The math is not complicated. Build it right or pay 3x to fix it.
If you are a systems architect at a fintech company reading this and you are thinking "we can ship the MVP first and fix it later" — stop. The cost of production errors in a financial context is the compliance review, the customer trust damage, and the 3 months of re-architecture time. Really bad idea.
The same interview skills and interview techniques we use to diagnose broken systems apply to preventing them. Every interview query we ask during a system assessment follows a structured interview format. Behavioral questions like "What happened the last time you pushed a model change without an evaluation baseline?" surface the truth faster than any dashboard. The star method questions and answers framework forces concrete specifics — no hand-waving allowed.
Build it right the first time. The 14-day timeline is possible — but only with the right architecture decisions made on Day 1, not Day 43. Use that interview structure on your own system before someone else does it during a compliance audit.
Braincuber Insider Note
We have deployed 50+ production RAG systems on AWS. The pattern is always the same: teams that skip the evaluation baseline on Day 1 spend 3x the budget fixing it by Month 3. At Braincuber, we apply the same rigorous interview guidelines to system assessment that a tech leader would apply to hiring — because the stakes are identical. A bad architecture hire costs you $91,000. A bad system architecture costs you the same.
Stop Letting a Broken RAG System Burn Your AWS Budget
Book a free 15-Minute AI Architecture Audit.
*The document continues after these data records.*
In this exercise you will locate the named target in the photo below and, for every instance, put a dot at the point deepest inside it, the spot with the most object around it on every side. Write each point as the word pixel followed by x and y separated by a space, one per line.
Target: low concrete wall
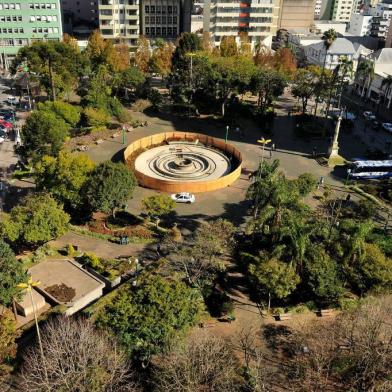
pixel 175 186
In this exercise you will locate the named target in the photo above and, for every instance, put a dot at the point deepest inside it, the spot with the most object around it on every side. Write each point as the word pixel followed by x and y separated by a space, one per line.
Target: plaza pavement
pixel 293 152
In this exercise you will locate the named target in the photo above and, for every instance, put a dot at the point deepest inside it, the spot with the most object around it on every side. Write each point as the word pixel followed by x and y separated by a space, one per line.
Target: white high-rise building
pixel 342 10
pixel 257 18
pixel 360 25
pixel 381 20
pixel 119 20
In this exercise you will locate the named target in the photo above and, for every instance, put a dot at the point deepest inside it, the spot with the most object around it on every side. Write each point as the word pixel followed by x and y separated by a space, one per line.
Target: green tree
pixel 204 256
pixel 273 277
pixel 305 84
pixel 321 275
pixel 56 64
pixel 110 185
pixel 161 59
pixel 11 274
pixel 306 183
pixel 143 54
pixel 101 52
pixel 63 110
pixel 43 133
pixel 268 84
pixel 329 37
pixel 231 75
pixel 228 46
pixel 146 318
pixel 364 74
pixel 38 219
pixel 158 205
pixel 96 118
pixel 129 79
pixel 374 270
pixel 64 176
pixel 187 43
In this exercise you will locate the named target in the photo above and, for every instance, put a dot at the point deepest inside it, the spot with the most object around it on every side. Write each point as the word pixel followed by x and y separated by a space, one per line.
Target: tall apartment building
pixel 336 10
pixel 81 11
pixel 382 20
pixel 342 10
pixel 165 18
pixel 257 18
pixel 22 22
pixel 119 20
pixel 388 40
pixel 296 14
pixel 360 25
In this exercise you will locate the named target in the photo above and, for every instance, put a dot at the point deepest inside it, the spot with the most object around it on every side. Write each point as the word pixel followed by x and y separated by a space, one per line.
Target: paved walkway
pixel 102 248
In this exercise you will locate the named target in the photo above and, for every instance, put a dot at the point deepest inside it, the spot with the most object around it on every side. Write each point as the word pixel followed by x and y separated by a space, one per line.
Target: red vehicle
pixel 5 123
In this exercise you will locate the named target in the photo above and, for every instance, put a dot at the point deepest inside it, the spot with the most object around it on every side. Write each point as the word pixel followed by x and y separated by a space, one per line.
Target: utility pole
pixel 29 287
pixel 263 142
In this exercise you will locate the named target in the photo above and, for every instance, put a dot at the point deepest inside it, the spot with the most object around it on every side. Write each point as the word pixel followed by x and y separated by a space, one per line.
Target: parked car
pixel 370 116
pixel 5 123
pixel 183 197
pixel 12 100
pixel 387 127
pixel 376 125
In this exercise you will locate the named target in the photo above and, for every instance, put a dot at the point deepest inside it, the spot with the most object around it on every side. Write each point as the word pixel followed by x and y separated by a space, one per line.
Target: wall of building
pixel 119 20
pixel 296 14
pixel 81 10
pixel 160 18
pixel 360 25
pixel 259 19
pixel 22 22
pixel 175 186
pixel 388 40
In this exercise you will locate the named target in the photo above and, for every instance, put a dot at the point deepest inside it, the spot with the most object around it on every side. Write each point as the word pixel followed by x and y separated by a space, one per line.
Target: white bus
pixel 370 170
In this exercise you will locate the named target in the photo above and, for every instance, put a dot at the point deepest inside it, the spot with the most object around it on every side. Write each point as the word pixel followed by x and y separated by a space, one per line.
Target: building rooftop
pixel 340 46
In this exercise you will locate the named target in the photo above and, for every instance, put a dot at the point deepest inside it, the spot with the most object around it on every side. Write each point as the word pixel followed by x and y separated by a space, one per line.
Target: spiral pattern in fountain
pixel 183 162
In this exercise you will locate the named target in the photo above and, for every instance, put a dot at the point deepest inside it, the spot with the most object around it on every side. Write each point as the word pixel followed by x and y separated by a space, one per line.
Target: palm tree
pixel 386 85
pixel 329 37
pixel 344 70
pixel 365 74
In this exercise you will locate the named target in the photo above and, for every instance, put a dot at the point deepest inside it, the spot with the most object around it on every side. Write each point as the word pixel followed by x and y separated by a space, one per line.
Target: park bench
pixel 282 316
pixel 325 312
pixel 124 240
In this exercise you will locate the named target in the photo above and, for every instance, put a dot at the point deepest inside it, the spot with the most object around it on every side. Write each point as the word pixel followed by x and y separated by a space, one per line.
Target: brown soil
pixel 61 292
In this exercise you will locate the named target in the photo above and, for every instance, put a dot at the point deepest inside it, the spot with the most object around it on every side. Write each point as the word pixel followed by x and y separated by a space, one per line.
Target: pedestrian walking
pixel 158 249
pixel 320 182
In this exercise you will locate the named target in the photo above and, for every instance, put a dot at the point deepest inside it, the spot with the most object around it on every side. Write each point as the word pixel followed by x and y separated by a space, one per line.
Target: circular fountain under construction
pixel 183 162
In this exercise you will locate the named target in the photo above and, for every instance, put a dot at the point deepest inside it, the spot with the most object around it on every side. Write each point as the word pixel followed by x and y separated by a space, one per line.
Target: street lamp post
pixel 29 287
pixel 123 134
pixel 263 142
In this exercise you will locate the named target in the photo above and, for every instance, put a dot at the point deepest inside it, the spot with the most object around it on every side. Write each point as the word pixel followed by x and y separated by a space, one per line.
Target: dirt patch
pixel 61 292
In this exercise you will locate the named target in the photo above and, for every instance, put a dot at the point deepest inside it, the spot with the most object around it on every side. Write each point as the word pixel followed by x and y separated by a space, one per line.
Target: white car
pixel 387 126
pixel 183 197
pixel 12 100
pixel 369 116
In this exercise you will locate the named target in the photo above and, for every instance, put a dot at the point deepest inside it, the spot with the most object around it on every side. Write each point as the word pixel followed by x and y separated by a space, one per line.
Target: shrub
pixel 306 183
pixel 96 117
pixel 125 117
pixel 141 105
pixel 69 113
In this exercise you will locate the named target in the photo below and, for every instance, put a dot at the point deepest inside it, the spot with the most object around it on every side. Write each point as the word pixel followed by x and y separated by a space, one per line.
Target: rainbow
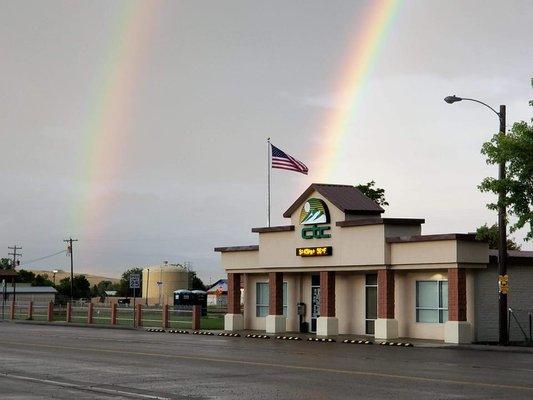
pixel 109 114
pixel 372 31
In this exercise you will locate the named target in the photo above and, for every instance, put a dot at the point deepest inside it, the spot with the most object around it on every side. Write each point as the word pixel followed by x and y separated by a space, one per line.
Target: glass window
pixel 432 301
pixel 371 302
pixel 262 299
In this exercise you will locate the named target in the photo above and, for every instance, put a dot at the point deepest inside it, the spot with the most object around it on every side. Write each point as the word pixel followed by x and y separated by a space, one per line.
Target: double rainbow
pixel 362 56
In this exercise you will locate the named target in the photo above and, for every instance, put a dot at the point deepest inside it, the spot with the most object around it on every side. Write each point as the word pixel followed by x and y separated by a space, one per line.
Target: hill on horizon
pixel 93 279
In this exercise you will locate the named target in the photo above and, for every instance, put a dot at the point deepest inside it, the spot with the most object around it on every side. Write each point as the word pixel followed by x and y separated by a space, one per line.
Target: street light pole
pixel 502 229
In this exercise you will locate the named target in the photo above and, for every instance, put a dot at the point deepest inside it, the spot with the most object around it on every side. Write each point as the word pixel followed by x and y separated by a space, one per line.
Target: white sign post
pixel 135 283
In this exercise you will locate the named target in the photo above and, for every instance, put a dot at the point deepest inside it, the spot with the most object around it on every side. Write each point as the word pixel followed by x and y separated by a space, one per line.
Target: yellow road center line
pixel 274 365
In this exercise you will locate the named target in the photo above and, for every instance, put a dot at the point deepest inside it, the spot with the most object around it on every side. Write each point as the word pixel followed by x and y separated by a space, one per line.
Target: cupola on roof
pixel 346 198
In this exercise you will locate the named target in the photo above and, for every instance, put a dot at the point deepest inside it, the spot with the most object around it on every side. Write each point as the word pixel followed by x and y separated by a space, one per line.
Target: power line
pixel 42 258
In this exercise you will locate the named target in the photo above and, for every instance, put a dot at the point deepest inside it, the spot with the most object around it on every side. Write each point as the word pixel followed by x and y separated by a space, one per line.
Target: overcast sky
pixel 206 83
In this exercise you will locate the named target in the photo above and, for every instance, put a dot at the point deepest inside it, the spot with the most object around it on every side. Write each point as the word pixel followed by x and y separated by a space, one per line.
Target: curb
pixel 323 340
pixel 398 344
pixel 353 341
pixel 288 337
pixel 254 336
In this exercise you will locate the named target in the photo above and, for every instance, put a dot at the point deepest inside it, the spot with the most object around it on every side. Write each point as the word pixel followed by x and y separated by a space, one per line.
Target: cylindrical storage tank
pixel 160 282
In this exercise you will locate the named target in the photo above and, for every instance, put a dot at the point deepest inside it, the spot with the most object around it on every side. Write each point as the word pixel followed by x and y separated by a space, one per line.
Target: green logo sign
pixel 315 212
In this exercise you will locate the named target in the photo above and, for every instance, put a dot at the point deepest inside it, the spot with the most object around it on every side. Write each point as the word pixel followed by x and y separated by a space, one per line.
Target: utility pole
pixel 15 262
pixel 503 278
pixel 70 250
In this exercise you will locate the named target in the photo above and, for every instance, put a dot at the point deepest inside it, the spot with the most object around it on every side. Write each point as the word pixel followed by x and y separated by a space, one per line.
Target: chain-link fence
pixel 521 326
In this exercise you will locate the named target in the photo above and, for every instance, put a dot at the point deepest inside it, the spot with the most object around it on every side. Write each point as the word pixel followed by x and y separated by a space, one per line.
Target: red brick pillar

We will identify your biggest RAG deployment risk in the first call. No fluff, no slides — just the $14,700 question answered.
Frequently Asked Questions
How long does a production RAG deployment on AWS actually take?
With a pre-defined architecture, clear document scope, and a 3-person specialist team, 14 days is achievable. Week 1 covers the data layer and embedding pipeline. Week 2 handles hardening, evaluation, and go-live. Most teams take 3-4 months because they never separate the build phase from the exploration phase.
What is the realistic monthly cost of running RAG in production on AWS?
For a mid-scale system handling 4,000+ queries per day, expect $7,000-$12,000/month in Bedrock inference plus $800-$1,500 for OpenSearch Serverless depending on index size. Without a caching layer and cost guardrails, that figure spikes to $14,700/month from redundant inference calls alone.
How do I reduce hallucinations in my AWS RAG system?
Three levers matter most: semantic chunking instead of fixed-size splitting, a cross-encoder reranker to score retrieved chunks before passing them to the LLM, and a structured RAGAS evaluation baseline to measure every change. Together, these dropped one client's hallucination rate from 31% to 6.4% in 14 days.
Which AWS vector database should I use for RAG?
For most production workloads under 5 million documents, OpenSearch Serverless with hybrid search is the right call. It auto-scales, supports millisecond-latency queries, and integrates natively with Bedrock Knowledge Bases. If you need to slash vector storage costs by up to 90% at scale, Amazon S3 Vectors is worth evaluating.
Does Braincuber provide ongoing support after a RAG system goes live?
Every production RAG deployment we ship includes a 30-day hypercare period with daily monitoring and a quarterly RAGAS evaluation cycle to catch answer quality drift before it becomes a customer problem. We also deliver a complete runbook and architecture documentation.